Wieso sprach sein Traum-Carlos spanisch? Sein Unterbewusstsein musste doch wissen, dass er es so schon kaum verstand, wenn Carlos wirklich mit ihm in seiner Muttersprache redete. Dabei mochte er es total gerne, wenn der Ältere spanisch mit ihm sprach. Es hörte sich so geheimnisvoll, so leidenschaftlich an. Aber viel mehr als diese Tatsache überraschte es Lando doch sehr, dass sein Traum-Carlos einen sehr kräftigen Herzschlag hatte. Zu deutlich konnte er diesen spüren, während er in den Armen gehalten wurde. War das nicht zu extrem für einen Traum?

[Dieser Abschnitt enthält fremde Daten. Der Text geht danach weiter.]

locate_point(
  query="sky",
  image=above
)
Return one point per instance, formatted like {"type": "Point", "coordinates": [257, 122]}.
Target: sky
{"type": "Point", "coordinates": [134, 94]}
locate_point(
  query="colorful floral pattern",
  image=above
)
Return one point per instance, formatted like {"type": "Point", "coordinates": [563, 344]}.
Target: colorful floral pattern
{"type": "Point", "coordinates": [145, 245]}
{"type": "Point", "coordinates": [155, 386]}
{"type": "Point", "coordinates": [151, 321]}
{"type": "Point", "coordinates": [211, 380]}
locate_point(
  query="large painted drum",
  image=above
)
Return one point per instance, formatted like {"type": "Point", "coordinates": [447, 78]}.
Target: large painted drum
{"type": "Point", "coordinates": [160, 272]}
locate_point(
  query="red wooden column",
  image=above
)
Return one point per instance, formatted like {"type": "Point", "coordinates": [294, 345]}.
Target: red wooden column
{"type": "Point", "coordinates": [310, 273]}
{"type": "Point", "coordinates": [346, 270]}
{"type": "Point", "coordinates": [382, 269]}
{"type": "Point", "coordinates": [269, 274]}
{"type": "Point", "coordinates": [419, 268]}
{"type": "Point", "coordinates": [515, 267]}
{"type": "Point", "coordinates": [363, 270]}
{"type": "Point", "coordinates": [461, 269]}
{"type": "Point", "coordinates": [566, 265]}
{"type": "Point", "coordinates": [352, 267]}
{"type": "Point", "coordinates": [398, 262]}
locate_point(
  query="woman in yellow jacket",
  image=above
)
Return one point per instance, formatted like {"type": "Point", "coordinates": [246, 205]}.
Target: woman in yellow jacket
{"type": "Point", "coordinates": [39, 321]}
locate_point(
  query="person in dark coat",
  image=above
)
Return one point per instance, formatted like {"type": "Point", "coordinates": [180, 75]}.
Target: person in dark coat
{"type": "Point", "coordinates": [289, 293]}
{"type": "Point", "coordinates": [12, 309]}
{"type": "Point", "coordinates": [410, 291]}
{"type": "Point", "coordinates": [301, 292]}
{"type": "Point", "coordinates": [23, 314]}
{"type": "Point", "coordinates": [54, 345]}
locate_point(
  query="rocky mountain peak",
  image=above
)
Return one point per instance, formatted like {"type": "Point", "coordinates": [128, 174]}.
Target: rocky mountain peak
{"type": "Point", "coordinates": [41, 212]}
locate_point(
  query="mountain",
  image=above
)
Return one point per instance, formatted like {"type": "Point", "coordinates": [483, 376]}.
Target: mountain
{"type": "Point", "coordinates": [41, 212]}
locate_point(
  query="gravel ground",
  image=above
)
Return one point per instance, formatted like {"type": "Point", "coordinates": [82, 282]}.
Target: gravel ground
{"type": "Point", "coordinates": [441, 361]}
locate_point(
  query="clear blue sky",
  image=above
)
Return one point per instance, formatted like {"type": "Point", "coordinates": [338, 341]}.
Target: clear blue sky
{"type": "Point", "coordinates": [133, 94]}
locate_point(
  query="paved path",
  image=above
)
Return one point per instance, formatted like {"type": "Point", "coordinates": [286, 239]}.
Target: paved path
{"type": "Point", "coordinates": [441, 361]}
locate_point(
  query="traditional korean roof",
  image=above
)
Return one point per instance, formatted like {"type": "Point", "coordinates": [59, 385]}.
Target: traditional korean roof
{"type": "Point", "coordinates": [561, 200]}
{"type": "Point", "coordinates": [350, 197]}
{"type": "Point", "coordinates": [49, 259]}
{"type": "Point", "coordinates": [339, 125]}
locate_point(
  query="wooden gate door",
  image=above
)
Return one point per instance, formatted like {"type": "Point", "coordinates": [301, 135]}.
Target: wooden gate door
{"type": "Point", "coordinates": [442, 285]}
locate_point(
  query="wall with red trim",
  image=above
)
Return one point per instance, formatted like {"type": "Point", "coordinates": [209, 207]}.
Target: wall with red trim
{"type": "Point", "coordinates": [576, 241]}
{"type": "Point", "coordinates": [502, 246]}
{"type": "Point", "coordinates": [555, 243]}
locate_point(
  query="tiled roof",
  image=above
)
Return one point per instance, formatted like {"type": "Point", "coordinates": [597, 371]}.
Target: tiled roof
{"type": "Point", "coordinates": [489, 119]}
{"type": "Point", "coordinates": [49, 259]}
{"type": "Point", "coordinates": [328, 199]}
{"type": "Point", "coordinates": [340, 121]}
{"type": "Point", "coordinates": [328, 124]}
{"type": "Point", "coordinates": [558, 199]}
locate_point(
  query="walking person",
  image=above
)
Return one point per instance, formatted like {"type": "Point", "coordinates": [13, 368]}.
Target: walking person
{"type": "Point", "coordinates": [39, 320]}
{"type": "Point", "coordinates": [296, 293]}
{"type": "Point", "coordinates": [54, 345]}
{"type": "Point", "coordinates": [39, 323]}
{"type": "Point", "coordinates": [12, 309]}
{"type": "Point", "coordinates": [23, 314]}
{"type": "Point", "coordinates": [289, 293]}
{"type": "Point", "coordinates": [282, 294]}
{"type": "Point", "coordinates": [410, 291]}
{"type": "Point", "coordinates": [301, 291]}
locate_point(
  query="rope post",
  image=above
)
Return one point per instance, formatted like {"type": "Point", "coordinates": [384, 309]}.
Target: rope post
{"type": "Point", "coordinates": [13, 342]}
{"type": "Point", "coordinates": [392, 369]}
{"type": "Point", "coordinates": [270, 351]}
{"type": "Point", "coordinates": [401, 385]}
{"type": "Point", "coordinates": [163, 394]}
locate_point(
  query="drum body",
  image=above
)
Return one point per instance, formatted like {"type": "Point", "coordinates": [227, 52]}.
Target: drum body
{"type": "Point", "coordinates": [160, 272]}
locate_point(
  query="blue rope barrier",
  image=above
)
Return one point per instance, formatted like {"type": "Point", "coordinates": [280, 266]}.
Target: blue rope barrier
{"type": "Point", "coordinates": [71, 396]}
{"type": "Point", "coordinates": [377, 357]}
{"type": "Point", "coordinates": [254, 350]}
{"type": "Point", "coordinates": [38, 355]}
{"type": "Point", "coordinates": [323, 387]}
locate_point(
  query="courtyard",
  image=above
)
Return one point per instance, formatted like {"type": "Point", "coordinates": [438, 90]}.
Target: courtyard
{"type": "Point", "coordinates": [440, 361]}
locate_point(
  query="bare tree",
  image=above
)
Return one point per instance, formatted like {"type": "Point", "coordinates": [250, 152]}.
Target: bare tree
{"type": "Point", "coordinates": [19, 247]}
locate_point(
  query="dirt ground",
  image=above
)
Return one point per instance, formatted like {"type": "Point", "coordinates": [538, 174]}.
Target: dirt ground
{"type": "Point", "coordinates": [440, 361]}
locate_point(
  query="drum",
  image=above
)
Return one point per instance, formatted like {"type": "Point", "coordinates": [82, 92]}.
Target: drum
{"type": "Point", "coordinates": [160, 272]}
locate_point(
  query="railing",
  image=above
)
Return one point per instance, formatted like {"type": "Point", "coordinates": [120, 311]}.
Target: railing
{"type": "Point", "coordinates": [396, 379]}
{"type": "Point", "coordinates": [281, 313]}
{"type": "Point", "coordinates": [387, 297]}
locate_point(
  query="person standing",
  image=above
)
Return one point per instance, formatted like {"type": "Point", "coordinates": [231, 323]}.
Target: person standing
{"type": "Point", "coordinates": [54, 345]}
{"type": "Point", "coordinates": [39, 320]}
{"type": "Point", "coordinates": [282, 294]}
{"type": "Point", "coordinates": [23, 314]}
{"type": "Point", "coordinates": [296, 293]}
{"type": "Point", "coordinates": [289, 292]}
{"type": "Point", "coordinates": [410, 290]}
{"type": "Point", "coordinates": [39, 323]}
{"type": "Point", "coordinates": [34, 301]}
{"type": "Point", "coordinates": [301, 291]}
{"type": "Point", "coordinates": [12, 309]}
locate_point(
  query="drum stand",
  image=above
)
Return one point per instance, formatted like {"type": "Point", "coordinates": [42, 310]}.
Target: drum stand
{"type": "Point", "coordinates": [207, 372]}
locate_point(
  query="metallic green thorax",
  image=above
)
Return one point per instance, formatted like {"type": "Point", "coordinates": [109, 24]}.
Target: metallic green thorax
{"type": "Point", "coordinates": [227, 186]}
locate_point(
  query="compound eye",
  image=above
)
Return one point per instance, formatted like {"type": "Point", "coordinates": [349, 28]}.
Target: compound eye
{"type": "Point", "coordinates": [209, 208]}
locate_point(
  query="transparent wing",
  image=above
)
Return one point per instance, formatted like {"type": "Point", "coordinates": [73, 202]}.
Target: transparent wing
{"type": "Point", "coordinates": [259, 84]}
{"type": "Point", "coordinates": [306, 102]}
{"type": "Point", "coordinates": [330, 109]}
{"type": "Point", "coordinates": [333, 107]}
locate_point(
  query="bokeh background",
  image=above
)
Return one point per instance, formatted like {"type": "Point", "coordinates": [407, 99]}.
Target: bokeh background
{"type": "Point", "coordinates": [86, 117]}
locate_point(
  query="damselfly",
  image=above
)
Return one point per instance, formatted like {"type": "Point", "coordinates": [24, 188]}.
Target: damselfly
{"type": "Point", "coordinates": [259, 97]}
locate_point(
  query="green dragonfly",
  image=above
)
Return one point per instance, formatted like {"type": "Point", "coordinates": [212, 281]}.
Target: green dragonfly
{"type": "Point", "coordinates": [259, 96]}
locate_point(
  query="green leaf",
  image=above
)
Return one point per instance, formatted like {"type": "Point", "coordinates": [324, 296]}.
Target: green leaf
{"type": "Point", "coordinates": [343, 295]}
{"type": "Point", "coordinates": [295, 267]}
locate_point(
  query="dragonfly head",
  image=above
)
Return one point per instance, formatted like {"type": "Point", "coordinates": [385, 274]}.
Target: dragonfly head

"Aua." Sein Kopf tat weh und das Nachdenken machte es nicht besser. Aber Lando wollte wissen, wieso Carlos so einen kräftigen Herzschlag hatte und er in der Lage war, diesen auch im Traum zu fühlen. Oder war es kein Traum? Was war wahr? Lando wimmerte leise, weil alles auf einmal über seinem Kopf zusammenbrechen wollte. Die Hochzeit. Seine Gefühle. Die Erkenntnis, dass er sich in Carlos verliebt hatte. Carlos und Isabel beim Tanzen und Küssen. Der Blumenstrauß. Die Bar. Die Kurzen. Es kam so heftig, dass sich alles drehte und er sich die Hände auf die Ohren presste - in der Hoffnung, dass es verschwinden würde. Aber es wurde nicht besser. Die Gedanken fuhren Achterbahn. Sie kreisten wie ein Kettenkarussell.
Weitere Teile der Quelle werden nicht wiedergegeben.